The bilateral balance is slightly favourable to Uruguay ($23 million in 2016), as Chilean exports to Uruguay amounted to $135 million, while imports reached $158 million. In early 2016, Chile and Uruguay decided to raise their economic relations to a higher level by engaging in negotiations for a next-generation free trade agreement. This agreement will cover trade issues already negotiated in the Economic Supplement Agreement between Chile and MERCOSUR (ACE 35) in force since 1996 and which will include new trade disciplines that will deepen their bilateral trade relations. The second round of free trade negotiations between Chile and Uruguay took place on 12 April 2016 in Santiago, Chile. The third round took place in May 2016 in Montevideo, Uruguay.
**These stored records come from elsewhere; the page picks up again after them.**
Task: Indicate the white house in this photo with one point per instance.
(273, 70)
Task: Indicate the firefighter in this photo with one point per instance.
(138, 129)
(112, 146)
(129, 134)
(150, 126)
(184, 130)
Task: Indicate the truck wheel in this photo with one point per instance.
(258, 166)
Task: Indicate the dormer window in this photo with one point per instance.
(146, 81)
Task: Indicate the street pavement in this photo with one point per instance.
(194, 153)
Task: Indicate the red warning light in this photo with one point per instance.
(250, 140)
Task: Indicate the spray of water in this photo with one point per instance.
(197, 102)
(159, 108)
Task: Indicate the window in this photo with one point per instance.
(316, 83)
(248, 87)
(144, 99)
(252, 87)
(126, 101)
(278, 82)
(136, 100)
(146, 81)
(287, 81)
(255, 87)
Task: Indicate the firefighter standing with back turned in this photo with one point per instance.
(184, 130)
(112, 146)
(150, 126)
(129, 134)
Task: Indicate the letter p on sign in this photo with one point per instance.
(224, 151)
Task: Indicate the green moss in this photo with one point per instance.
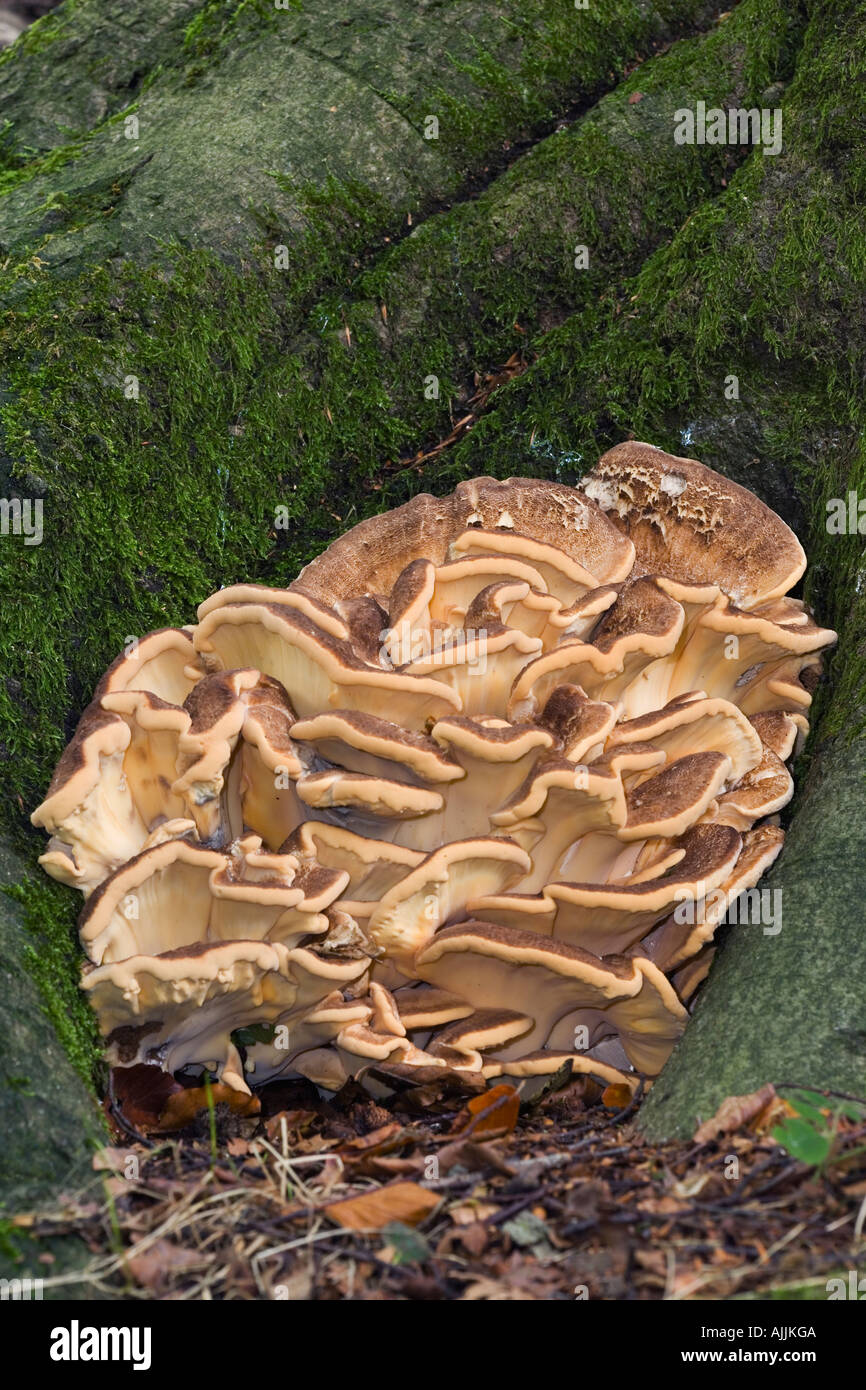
(39, 35)
(53, 962)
Chile and Uruguay reached consensus on important aspects of their future free trade agreement during the fourth round of negotiations in Chile on 4 August 2016. After four rounds of negotiations that began in February 2016 and legal audits of the texts, the two countries reached a total consensus on 4 October in Montevideo. “We are writing history. We are two countries in the world`s South that deepen integration not only through words, but also through deeds,” said Minister Muoz after the signing of the agreement.